Mooers Elementary School fifth graders, from left to right, Jacob Steinfeld, Hannah Hemingway, Gabby Dumas, Olivia Gonyo and Faith Guerin, stand in front of one of the anti-bullying posters hanging throughout the school.
Photo by Stephen Bartlett.
“A parent has the right to expect that when they send their child to school that child will be safe,” Rasco said.
He pointed out paper hands, taped to the wall with names on them that represent a child being recognized for doing something good, another way to create a positive climate at school.
That is vital, given the figures when it comes to bullying.
Approximately 60 percent of middle school students say they have been bullied, while only 16 percent of staff believe students are bullied, according to the National Center for Education Statistics.
Roughly 160,000 students stay home from school daily due to bullying.
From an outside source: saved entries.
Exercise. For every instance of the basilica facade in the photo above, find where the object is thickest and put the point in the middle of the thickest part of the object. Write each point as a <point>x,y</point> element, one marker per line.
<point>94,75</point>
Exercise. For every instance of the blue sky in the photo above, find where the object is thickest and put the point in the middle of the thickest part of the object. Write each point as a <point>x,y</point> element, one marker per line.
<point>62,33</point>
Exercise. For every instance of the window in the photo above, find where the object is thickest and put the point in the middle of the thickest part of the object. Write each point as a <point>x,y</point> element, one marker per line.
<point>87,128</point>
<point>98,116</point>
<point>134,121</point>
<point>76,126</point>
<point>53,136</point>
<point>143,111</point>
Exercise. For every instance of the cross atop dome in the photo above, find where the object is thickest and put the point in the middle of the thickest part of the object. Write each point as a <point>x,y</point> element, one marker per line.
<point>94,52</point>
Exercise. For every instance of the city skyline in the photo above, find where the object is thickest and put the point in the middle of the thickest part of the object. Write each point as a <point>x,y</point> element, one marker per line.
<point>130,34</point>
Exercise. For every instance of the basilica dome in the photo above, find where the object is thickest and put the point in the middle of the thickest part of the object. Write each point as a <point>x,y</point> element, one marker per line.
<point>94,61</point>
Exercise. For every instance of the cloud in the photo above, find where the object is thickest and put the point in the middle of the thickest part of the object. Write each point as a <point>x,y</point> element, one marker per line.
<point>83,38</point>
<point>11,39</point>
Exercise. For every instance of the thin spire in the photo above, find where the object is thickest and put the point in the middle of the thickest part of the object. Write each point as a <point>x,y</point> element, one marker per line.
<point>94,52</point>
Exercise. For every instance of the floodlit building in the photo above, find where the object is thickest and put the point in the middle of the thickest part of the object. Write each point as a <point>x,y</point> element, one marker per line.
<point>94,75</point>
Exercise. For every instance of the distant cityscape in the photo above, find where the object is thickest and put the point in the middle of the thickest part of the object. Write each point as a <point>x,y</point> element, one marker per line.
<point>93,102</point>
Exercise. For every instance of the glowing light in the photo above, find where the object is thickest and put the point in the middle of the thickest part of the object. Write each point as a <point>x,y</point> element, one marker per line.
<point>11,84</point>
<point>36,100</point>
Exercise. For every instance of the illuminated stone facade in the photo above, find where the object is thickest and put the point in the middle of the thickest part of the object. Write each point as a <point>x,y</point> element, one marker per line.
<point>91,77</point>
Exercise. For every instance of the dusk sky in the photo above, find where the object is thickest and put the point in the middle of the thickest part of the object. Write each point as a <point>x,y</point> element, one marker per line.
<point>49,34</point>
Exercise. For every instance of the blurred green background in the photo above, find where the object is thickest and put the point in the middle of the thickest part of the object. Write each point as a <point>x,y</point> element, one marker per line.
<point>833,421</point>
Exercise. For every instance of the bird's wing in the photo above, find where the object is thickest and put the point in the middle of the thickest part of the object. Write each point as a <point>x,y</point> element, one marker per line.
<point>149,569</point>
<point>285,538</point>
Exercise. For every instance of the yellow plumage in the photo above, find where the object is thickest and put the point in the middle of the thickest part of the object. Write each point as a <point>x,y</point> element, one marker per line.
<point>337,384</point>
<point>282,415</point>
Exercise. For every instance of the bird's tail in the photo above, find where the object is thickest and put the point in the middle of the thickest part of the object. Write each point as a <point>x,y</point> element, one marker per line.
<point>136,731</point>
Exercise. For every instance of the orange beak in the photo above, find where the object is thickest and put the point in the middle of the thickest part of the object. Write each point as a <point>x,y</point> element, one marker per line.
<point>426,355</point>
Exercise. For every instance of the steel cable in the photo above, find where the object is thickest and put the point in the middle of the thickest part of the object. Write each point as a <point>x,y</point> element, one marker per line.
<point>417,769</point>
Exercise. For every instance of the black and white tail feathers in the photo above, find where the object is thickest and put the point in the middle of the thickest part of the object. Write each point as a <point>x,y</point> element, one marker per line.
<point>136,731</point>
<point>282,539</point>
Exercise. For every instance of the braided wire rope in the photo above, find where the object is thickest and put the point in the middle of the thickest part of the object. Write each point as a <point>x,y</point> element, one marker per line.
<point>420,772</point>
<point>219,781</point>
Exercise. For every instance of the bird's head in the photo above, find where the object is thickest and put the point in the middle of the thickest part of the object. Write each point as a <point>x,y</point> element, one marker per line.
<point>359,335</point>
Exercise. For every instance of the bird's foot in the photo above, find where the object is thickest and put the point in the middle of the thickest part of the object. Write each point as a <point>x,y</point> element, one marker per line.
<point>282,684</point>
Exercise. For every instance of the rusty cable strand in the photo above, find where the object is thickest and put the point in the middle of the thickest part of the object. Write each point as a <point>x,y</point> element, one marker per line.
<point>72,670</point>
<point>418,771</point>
“I think it makes kids feel bad,” said Mooers fifth grader Olivia Gonyo. “It makes them feel worried about coming to school.”
She acts as a big buddy and mentor to second graders at lunch.
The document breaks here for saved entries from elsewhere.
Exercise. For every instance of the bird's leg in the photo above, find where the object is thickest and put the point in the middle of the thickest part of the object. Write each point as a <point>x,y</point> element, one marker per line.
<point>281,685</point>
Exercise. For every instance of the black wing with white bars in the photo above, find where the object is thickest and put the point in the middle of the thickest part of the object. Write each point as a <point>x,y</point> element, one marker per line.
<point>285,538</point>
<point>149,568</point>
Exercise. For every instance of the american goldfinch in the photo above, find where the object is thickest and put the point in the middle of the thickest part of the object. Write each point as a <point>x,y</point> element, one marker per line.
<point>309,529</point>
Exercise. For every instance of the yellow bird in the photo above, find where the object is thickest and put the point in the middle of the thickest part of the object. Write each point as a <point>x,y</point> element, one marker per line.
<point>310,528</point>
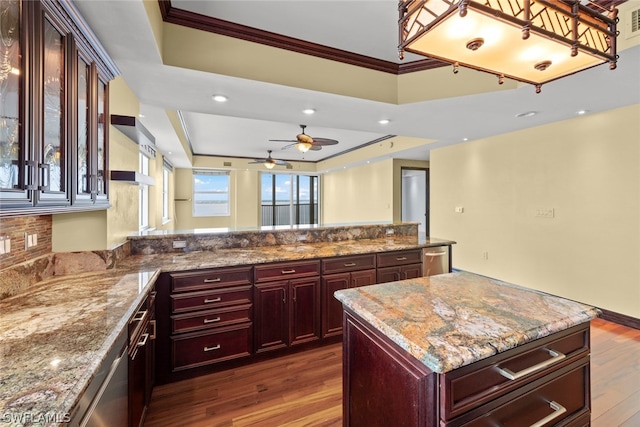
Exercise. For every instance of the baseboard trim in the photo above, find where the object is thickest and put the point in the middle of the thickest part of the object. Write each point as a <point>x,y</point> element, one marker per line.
<point>620,319</point>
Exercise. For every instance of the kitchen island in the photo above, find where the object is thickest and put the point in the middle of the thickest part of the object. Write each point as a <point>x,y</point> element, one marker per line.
<point>57,334</point>
<point>463,349</point>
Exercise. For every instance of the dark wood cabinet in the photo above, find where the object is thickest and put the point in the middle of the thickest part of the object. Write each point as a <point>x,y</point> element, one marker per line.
<point>53,137</point>
<point>545,381</point>
<point>287,304</point>
<point>142,336</point>
<point>204,317</point>
<point>342,273</point>
<point>399,265</point>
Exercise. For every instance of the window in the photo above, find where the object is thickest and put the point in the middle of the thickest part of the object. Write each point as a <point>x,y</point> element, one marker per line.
<point>166,171</point>
<point>289,199</point>
<point>143,212</point>
<point>210,193</point>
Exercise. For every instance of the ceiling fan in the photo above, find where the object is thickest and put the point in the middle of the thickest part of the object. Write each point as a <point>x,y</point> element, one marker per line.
<point>304,142</point>
<point>270,162</point>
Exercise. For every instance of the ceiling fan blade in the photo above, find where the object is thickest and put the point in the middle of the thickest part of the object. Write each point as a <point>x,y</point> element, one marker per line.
<point>324,141</point>
<point>312,148</point>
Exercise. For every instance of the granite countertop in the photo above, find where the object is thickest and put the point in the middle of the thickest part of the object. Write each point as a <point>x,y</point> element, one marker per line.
<point>55,334</point>
<point>54,337</point>
<point>452,320</point>
<point>264,254</point>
Raising awareness reveals the ugly face of bullying and shows students how to help others, said fifth grader Faith Guerin.
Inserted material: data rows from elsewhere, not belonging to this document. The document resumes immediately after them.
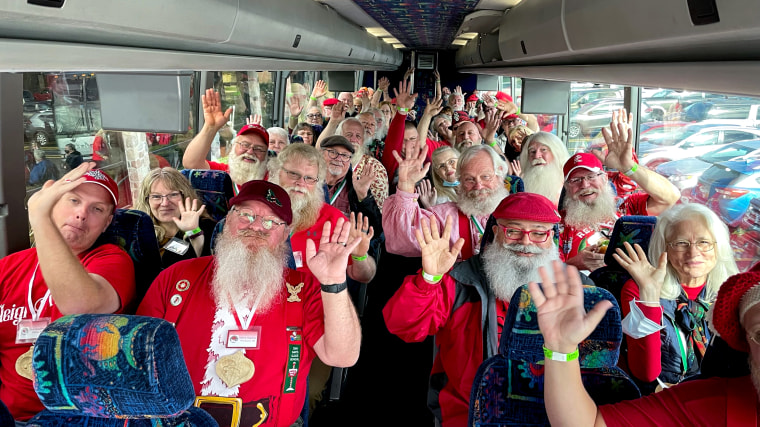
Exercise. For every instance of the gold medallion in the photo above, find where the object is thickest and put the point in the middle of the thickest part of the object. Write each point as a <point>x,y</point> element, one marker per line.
<point>234,369</point>
<point>24,364</point>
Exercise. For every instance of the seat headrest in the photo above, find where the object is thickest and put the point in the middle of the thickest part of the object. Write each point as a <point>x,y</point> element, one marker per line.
<point>112,366</point>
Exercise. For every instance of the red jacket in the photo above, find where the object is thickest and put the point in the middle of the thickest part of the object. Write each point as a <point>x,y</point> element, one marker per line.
<point>452,310</point>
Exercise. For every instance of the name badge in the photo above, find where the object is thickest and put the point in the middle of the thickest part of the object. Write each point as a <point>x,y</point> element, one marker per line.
<point>245,339</point>
<point>177,246</point>
<point>28,330</point>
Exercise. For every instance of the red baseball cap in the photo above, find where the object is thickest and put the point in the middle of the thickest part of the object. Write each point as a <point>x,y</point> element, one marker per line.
<point>270,194</point>
<point>257,129</point>
<point>734,294</point>
<point>529,207</point>
<point>582,160</point>
<point>97,176</point>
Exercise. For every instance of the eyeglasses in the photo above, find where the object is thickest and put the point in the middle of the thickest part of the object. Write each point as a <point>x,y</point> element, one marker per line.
<point>295,176</point>
<point>266,223</point>
<point>344,157</point>
<point>685,245</point>
<point>579,180</point>
<point>535,236</point>
<point>451,162</point>
<point>247,146</point>
<point>172,197</point>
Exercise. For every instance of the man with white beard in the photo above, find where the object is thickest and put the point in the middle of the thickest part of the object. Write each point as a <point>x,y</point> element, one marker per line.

Bystanders stand by and watch bullies, said Steinfeld, but students need to stand up and say it is wrong.
For example, said Guerin, it is wrong to make fun of someone because their skin color is different or they have a disability.
Gabby Dumas, also a fifth grader at Mooers Elementary School, agreed. She notices that bullies seem to go after the “weakest link.”
“It is important to get rid of bullying because we want to have a safe school for other kids,” Dumas said.